Quoting the Gita, Shri Manoj Das Gupta from the Sri Aurobindo Ashram points to the importance of remembering of the message in the divine dialogue between Shri Krishna and Arjuna:

samwadmimadbhutam keshavssrjunayoho

punyam hrishyam cha muhurmuhuhu

(Srimad Bhagwad Gita Ch-18.sh-76.)

"Remembering the wonderful and sacred dialogue, I rejoice again and again and again"

Also, remembering is the act of reliving that experience which signifies the lesson given and cherished and shared with others on the same journey, until it becomes wisdom eternal, an indivisible whole of the Self. In his correspondence with Sri Aurobindo, Nirodda, asks, "Where is the higher Being that I had met with? " The Master replies, "Everything once gained is there and can be regained."

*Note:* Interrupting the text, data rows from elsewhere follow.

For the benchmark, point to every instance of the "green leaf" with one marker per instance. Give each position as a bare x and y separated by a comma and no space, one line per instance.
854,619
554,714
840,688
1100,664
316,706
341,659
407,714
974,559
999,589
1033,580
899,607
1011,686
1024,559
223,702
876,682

Remembering is this golden key that helps find the lost treasures within one self, symbolizing the mystical finding and losing and finding again, in one's spiritual journey, that often serves as an ignition to jumpstart the moving forward, on a very exhausting journey. Often one finds a fragment and then there is a 'loss' and we need to refind that which is 'lost', as the mind suffers many natural disasters in the long inexplicable travels through the vicissitudes of one's life. As Nirodda says in a poem " ..a deep glimpse of a memory, behind the veil of time, when my soul was with Thee.."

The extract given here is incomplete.